In 11th grade I took Ornamental Horticulture. It was my way of rebelling against my Agriculture advisor who wanted me in Advanced Animal Science; he swore I’d never be FFA President if I didn’t get “serious”. But humans don’t listen to commands, they reject them – the Milgram Study at Stanford proved that long ago. Instead they must be led, and I found my education (and my leadership) in OH 1 & 2. Today when I stepped up to the boy’s door, I looked to my left and recited the Latin and common name of their beautifully gradiated tree from memory, “acer palmatim, Japanese Maple”. Take that for getting “serious” is what this past FFA President says.

My rebellious education choice also taught me that almost all plants form one of two different root systems: tap root or fibrous. Tap roots run long and deep with small string-like minor roots; a carrot is an example of a tap root. Fibrous roots are more shallow and each of the many root segments is fairly equal in size.

It’s good to be back in my childhood home. While I was driving back from the guy’s house tonight, I could see the Milky Way cloud and even 14 years after my Science Olympiad Astronomy days, I can still pick out constellations like a boss. It was comforting to wake up to the sun and the sound of the anti-freeze windmills working hard to save the citrus crop, and the mile over mile horizon view is always pretty wonderful.

Fibrous roots capitalize on an evolutionary strategy to draw on different resources from different parts of the soil; those near the surface pick up ground water, some dig deeper for nitrates and others pick up nutrients from other root systems. In understanding where I’m going, I’ve been thinking a lot about my identity and how it’s been drafted by where I’ve been.

Some of this has come up in how my family celebrates (or fails to celebrate) holidays – we aren’t big on tradition. Now with a new addition, that is more and more important to me. I also have to accept that one of the reasons that this place is calming to me is also a reason that I would struggle to return: it’s a fairly static lifestyle where routine dominates most of the lives of my loves. Jodi was excited that she went to…pub trivia, and my attempts to modernize our holiday menus have been met with a slow playing smile and nod.

Some of this came into my consciousness while talking to a local elected over coffee last week. “So, you can talk to techies and farmers? You know about urban land use and water policy? Don’t tell me you can sheer sheep too.” For the record, I totally can – in one piece of wool on a good day.

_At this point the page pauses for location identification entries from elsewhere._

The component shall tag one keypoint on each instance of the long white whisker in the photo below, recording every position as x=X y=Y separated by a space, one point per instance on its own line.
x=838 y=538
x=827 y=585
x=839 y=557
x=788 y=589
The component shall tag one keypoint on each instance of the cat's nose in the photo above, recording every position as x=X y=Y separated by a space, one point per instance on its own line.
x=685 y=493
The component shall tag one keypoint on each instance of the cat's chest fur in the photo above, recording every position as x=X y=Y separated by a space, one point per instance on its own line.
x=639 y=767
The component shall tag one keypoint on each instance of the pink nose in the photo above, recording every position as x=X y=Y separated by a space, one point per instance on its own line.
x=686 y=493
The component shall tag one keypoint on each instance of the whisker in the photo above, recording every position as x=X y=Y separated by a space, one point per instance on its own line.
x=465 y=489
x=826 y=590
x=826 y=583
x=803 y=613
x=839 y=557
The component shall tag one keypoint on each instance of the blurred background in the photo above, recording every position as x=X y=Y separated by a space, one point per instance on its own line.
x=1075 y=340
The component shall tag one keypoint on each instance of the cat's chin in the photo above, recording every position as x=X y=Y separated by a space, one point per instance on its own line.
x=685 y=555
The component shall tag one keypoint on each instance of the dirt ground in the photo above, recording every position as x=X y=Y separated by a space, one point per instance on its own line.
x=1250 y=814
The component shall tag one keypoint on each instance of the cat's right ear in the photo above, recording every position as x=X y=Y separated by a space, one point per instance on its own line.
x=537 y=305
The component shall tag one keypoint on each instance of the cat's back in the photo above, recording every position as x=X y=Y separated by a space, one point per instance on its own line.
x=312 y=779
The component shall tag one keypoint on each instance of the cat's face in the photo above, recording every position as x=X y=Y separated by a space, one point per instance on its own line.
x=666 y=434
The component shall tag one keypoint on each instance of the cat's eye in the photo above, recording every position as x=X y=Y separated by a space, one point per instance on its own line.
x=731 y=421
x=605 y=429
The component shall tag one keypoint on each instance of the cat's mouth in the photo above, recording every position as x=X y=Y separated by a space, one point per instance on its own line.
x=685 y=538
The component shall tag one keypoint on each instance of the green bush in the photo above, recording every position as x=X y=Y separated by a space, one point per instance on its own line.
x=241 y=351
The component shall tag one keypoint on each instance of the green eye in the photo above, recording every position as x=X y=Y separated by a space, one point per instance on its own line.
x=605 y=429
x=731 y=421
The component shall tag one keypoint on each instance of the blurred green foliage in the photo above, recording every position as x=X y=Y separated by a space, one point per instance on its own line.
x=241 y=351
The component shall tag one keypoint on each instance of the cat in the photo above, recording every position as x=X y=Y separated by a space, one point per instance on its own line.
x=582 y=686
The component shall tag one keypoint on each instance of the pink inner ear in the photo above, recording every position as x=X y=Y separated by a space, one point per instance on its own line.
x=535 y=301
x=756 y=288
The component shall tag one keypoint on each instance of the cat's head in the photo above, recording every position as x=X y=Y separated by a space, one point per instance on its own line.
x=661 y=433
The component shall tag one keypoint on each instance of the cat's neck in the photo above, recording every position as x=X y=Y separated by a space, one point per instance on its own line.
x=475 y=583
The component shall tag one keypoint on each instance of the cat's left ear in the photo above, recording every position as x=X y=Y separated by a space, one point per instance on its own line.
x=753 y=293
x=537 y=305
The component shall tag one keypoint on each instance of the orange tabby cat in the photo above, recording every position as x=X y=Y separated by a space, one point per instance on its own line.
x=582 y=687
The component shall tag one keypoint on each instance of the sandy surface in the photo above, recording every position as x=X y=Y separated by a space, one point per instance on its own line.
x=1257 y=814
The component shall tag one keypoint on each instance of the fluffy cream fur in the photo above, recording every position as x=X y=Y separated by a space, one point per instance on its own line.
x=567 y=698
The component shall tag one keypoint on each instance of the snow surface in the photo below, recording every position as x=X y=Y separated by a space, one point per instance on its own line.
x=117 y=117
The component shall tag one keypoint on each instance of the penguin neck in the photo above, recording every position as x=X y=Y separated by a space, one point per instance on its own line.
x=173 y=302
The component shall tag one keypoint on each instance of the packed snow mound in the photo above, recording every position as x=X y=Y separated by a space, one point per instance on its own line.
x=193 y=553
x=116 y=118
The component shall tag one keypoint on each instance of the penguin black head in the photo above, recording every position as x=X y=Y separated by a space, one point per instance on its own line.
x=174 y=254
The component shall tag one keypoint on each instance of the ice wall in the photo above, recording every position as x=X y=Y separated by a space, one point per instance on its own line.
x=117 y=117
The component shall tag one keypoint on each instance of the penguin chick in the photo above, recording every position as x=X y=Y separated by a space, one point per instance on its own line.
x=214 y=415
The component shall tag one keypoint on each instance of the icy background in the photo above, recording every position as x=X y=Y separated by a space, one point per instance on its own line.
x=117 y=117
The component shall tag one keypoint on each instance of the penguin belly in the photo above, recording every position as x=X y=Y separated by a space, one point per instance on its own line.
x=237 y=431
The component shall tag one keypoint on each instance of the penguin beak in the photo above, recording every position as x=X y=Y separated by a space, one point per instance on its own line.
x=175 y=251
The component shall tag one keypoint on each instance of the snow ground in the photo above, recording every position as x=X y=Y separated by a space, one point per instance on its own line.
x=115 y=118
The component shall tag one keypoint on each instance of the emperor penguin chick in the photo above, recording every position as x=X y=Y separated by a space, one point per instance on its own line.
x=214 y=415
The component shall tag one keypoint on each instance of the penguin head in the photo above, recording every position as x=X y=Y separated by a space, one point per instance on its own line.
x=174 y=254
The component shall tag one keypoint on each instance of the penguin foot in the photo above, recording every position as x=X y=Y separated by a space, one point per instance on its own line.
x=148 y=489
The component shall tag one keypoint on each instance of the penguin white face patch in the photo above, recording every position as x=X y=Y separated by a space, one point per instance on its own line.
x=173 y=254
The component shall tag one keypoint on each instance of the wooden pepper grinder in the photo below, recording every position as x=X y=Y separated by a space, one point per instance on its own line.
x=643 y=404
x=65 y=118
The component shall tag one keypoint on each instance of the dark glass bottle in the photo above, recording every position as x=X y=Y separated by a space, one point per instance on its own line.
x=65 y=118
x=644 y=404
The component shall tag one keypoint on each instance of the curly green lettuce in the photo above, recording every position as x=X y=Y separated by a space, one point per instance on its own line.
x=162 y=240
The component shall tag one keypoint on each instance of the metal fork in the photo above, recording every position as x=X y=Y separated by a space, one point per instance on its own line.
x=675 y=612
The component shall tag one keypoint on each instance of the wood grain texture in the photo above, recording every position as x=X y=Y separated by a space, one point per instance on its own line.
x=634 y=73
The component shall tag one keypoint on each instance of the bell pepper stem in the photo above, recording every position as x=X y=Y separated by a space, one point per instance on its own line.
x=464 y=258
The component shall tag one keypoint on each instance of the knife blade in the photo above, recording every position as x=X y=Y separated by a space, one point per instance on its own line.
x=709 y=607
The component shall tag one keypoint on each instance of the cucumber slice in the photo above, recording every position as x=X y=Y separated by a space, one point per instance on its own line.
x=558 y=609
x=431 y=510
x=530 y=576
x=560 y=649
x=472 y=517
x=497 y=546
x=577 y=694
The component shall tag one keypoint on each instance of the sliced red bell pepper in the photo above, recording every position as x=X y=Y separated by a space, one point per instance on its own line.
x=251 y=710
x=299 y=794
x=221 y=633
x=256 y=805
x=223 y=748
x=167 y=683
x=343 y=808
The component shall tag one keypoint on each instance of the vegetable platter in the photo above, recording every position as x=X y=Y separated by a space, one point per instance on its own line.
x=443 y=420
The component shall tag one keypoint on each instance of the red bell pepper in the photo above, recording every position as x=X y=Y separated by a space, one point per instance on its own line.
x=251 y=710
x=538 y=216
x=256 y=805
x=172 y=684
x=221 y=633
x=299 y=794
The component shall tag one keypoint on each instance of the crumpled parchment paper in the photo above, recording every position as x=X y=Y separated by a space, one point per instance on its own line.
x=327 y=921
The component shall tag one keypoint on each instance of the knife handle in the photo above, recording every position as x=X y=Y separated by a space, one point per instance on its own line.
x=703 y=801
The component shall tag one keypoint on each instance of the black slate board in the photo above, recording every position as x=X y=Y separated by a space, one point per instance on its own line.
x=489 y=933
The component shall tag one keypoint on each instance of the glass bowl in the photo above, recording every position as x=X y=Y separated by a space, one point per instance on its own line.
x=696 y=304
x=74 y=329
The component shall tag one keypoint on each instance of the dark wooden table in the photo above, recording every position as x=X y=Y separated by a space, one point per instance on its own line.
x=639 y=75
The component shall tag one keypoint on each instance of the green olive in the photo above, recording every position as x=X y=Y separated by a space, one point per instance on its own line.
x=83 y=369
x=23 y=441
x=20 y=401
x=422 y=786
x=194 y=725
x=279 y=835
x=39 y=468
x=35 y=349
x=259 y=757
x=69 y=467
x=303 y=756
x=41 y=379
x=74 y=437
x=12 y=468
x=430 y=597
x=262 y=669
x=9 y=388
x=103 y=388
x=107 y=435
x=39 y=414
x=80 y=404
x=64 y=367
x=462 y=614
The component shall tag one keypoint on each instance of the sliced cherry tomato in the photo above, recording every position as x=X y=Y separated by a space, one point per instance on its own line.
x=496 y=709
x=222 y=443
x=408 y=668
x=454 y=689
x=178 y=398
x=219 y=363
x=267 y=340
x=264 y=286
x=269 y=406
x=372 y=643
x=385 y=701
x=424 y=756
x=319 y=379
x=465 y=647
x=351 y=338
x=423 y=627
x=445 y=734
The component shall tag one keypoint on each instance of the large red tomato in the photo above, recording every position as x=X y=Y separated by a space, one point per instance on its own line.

I spent summers running around orchards and riding bikes for miles. One winter break my brother and I built a paintball course on our property and I spent months singing camp songs and hiking through Yosemite and Kings Canyon. I never went without as a kid – even when things got bad. I always had a roof, a meal, a ride to school and money for the terribly unhealthy food from the snack bar. I played every sport I wanted, was in every club I could be in, went on every field trip, competed internationally, and had people around me that made sure I knew that I Could (fill in the blank). Taking the same attitude in college, I’ve had a ton of experiences and grown roots that have informed so much about the world and myself.

So now where to go and what to pursue? Because I could pick any of these roots or I could opt to grow a new one. One thing is for sure – there isn’t any part of me that even begins to look like a tap root, and maybe that’s okay but I’m going to need to shed the idea that that’s what I was supposed to be.

I have more thoughts and they’ll tie in here soon, but the sing-off just came on and we all know how I feel about A Capella. But for real.